国際体操連盟(FIG)の会長で、日本人唯一の国際オリンピック委員会(IOC)委員でもある渡辺守成さん(60)の半生をたどる連載。3回目は、大学卒業後のサラリーマン生活だ。

◇   ◇   ◇

 日本であまり知られていなかった新体操をメジャーにするという目標を持って、1984年にジャスコ(現イオン)に入社した。

ブルガリア留学から戻って大学を卒業する前、企業のCI(コーポレート・アイデンティティー)として新体操教室を展開する企画書を作り、小売業界に売り込みました。日本では主にメーカーがスポーツを支援していましたが、人が集まる小売業とコラボすれば、新体操の人気を高められると考えたのです。

第1回の世界新体操クラブ選手権に出場したウクライナ選手たちと(左から3人目が本人)

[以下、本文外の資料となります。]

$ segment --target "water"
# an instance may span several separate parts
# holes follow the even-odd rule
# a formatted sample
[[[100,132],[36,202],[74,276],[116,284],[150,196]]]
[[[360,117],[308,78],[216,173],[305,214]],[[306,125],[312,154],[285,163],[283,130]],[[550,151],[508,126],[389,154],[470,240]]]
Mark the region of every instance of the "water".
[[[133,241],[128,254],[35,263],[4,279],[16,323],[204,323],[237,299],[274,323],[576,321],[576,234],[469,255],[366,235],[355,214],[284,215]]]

山崎浩子さんが1984年ロサンゼルス五輪などで注目されたこともあり、各社の反応は上々。「大きな体育館を建てて、海外から優秀なコーチを呼ぼう。年間5億円、10億円なら広告費として安いものだ」と誘ってくれる企業もありました。

ところがジャスコは「うちに入社して一社員として取り組みなさい。広告費は景気が悪くなれば出せないが、事業として成功していれば誰も文句を言わない」と言います。私の将来のことも考えてくれていると感じて、ジャスコに決めました。

新入社員としてスポーツ事業部に配属され、さっそく新体操教室をジャスコ・マリンピア店(千葉市)に開きました。最初の入会者はわずか3人。上司から毎日のように叱られましたが、入会を勧めるチラシを近隣のマンションに毎朝ポスティングし続けたら、1年後には会員数が100人を超えました。

ジャスコのほかの店でも教室を開くことになり、事業として軌道に乗り始めました。今では全国34カ所、約7000人の生徒がイオンの店にある教室に通っています。

 新体操は日本でも徐々に存在感を増し、94年からは国際大会の「世界新体操クラブ選手権」を毎年東京で開くようになった。

ジャスコだけで新体操に取り組んでも限界があります。当時は新体操をやっている大学もクラブも少なく、みんなの力を結集するために競技団体の「全日本新体操クラブ連盟」(現・日本新体操連盟)を92年に設立しました。加盟クラブ104からの船出でしたが、今では580を超えて増え続けています。

世界新体操クラブ選手権はもともと、旧ユーゴスラビアのボスニア紛争のニュースを見て、窮地にある子供たちを支援するため企画したものです。旧ユーゴスラビアは新体操が盛んで、ブルガリアの留学時代に何度も訪れていました。

国が崩壊しているので、そこで暮らすボスニア人とセルビア人は国の代表としては参加できません。しかし、クラブの代表としてなら出場できます。国際大会の場で、彼らが紛争を超えて握手できたら素晴らしいという思いもありました。

勤務先であるジャスコに冠スポンサーになってもらうとともに、「世界大会」を名乗るためスイスまで飛んで国際体操連盟と直談判し、第1回の開催にこぎ着けました。同大会の収益金の一部は今も、国連難民高等弁務官事務所(UNHCR)を通じ、世界で苦しむ難民の子供たちのために寄付されています。